DPhil students will work in a collaborative, interdisciplinary environment with access to state-of-the-art laboratory and plant growth facilities, and expertise across the EIT ecosystem.
We invite applications from individuals who are excited to tackle real-world challenges in agriculture through innovative science.
Oxford University supervisors for projects in this area are likely to be found in, but not limited to, one of the following departments: Biology; Chemistry; Statistics; Computer Science; Engineering Science or the Mathematical Institute.
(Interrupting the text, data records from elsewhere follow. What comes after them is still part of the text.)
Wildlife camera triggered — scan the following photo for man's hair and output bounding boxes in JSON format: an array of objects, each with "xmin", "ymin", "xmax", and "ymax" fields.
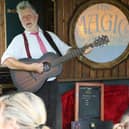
[{"xmin": 16, "ymin": 0, "xmax": 36, "ymax": 13}]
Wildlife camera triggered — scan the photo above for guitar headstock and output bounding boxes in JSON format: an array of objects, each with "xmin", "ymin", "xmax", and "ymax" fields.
[{"xmin": 91, "ymin": 35, "xmax": 110, "ymax": 47}]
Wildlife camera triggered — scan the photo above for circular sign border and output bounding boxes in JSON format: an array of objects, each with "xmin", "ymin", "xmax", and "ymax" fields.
[{"xmin": 69, "ymin": 0, "xmax": 129, "ymax": 69}]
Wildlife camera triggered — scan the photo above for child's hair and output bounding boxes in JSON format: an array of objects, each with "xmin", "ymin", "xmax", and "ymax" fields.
[{"xmin": 0, "ymin": 92, "xmax": 49, "ymax": 129}]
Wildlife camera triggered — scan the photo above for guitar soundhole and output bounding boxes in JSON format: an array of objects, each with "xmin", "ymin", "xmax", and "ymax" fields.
[{"xmin": 43, "ymin": 62, "xmax": 51, "ymax": 72}]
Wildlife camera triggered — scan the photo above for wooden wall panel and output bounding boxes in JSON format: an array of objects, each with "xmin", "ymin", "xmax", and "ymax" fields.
[{"xmin": 56, "ymin": 0, "xmax": 129, "ymax": 81}]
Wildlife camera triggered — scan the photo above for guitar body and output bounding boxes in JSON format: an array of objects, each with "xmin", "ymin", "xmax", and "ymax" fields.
[
  {"xmin": 10, "ymin": 53, "xmax": 62, "ymax": 92},
  {"xmin": 10, "ymin": 35, "xmax": 109, "ymax": 92}
]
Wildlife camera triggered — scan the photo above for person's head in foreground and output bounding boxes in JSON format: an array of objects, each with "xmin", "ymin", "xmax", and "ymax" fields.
[
  {"xmin": 113, "ymin": 109, "xmax": 129, "ymax": 129},
  {"xmin": 0, "ymin": 92, "xmax": 49, "ymax": 129}
]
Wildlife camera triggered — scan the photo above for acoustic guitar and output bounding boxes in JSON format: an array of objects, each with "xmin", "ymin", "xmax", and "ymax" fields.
[{"xmin": 10, "ymin": 35, "xmax": 109, "ymax": 92}]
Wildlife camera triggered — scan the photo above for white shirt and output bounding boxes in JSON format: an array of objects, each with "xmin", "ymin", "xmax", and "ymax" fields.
[{"xmin": 1, "ymin": 29, "xmax": 71, "ymax": 80}]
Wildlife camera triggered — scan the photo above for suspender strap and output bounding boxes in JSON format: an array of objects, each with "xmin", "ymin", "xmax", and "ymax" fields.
[
  {"xmin": 22, "ymin": 33, "xmax": 31, "ymax": 58},
  {"xmin": 22, "ymin": 31, "xmax": 62, "ymax": 58},
  {"xmin": 43, "ymin": 31, "xmax": 62, "ymax": 56}
]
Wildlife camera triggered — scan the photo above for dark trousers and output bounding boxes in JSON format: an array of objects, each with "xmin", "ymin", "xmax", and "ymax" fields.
[{"xmin": 35, "ymin": 80, "xmax": 62, "ymax": 129}]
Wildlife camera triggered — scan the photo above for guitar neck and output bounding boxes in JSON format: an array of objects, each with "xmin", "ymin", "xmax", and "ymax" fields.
[{"xmin": 53, "ymin": 47, "xmax": 85, "ymax": 66}]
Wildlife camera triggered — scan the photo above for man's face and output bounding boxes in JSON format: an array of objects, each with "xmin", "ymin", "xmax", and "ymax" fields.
[{"xmin": 18, "ymin": 8, "xmax": 38, "ymax": 32}]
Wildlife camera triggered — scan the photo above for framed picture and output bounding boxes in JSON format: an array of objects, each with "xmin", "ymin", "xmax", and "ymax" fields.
[{"xmin": 75, "ymin": 82, "xmax": 104, "ymax": 121}]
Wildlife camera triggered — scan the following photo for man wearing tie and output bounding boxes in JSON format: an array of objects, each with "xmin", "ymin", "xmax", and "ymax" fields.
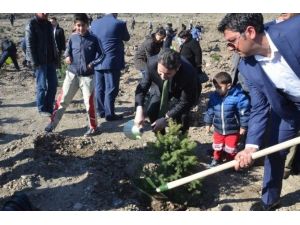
[{"xmin": 218, "ymin": 13, "xmax": 300, "ymax": 210}]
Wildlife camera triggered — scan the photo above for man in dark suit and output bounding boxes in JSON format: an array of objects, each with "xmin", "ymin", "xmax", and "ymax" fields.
[
  {"xmin": 50, "ymin": 16, "xmax": 66, "ymax": 68},
  {"xmin": 134, "ymin": 48, "xmax": 200, "ymax": 132},
  {"xmin": 25, "ymin": 13, "xmax": 58, "ymax": 116},
  {"xmin": 91, "ymin": 13, "xmax": 130, "ymax": 121},
  {"xmin": 218, "ymin": 13, "xmax": 300, "ymax": 210}
]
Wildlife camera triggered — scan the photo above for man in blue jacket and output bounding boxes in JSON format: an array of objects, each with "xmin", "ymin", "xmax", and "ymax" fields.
[
  {"xmin": 218, "ymin": 13, "xmax": 300, "ymax": 210},
  {"xmin": 91, "ymin": 13, "xmax": 130, "ymax": 121}
]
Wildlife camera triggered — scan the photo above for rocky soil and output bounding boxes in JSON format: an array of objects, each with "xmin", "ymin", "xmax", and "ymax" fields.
[{"xmin": 0, "ymin": 14, "xmax": 300, "ymax": 211}]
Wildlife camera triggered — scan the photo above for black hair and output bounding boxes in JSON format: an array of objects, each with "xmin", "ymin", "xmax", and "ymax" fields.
[
  {"xmin": 178, "ymin": 30, "xmax": 192, "ymax": 38},
  {"xmin": 213, "ymin": 72, "xmax": 232, "ymax": 84},
  {"xmin": 158, "ymin": 48, "xmax": 181, "ymax": 70},
  {"xmin": 73, "ymin": 13, "xmax": 89, "ymax": 24},
  {"xmin": 155, "ymin": 27, "xmax": 167, "ymax": 37},
  {"xmin": 218, "ymin": 13, "xmax": 264, "ymax": 33}
]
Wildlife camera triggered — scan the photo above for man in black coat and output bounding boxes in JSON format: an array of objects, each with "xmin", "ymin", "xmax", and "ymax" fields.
[
  {"xmin": 25, "ymin": 13, "xmax": 58, "ymax": 116},
  {"xmin": 0, "ymin": 37, "xmax": 20, "ymax": 70},
  {"xmin": 50, "ymin": 16, "xmax": 66, "ymax": 68},
  {"xmin": 134, "ymin": 49, "xmax": 200, "ymax": 132},
  {"xmin": 178, "ymin": 30, "xmax": 202, "ymax": 73},
  {"xmin": 134, "ymin": 27, "xmax": 166, "ymax": 77}
]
The Materials & Devices for Life Sciences (MDLS) program at EIT is focused on developing nanopore technologies to transform clinical and personal diagnostics, advancing the scalable development of personalised therapeutics through the exploration of synthetic tissue-like materials and living tissues prepared by 3D printing, and creating powerful new devices that support tissue engineering or in-field deployment of sensing technologies.
MDLS has opportunities for DPhil candidates in the following areas:
- Nanopore technologies for small-molecule diagnostics
 - Single-molecule technologies for biopolymer (e.g., polypeptides, glycans) analysis
 - Programmable membrane proteins for nanoscale transport and sensing
 - Precision biomolecule processing for single-molecule technologies
 - 3D tissue engineering with stem cells
 - Synthetic and hybrid tissue engineering
 - Versatile nanopore devices for sensing, sequencing, and beyond
 - Devices for advanced tissue engineering
 
We welcome candidates from a broad range of scientific backgrounds, including chemistry, biochemistry, biology, materials science, physics, and engineering. Our research spans fundamental science through to clinical applications and devices. The program is technique-agnostic, embracing the latest experimental and computational approaches to address key challenges in the life sciences.
Oxford University supervisors for projects in this area are likely to be found in, but not limited to, one of the following departments: Biology; Chemistry; Biochemistry; Materials; Engineering Science; or Physics.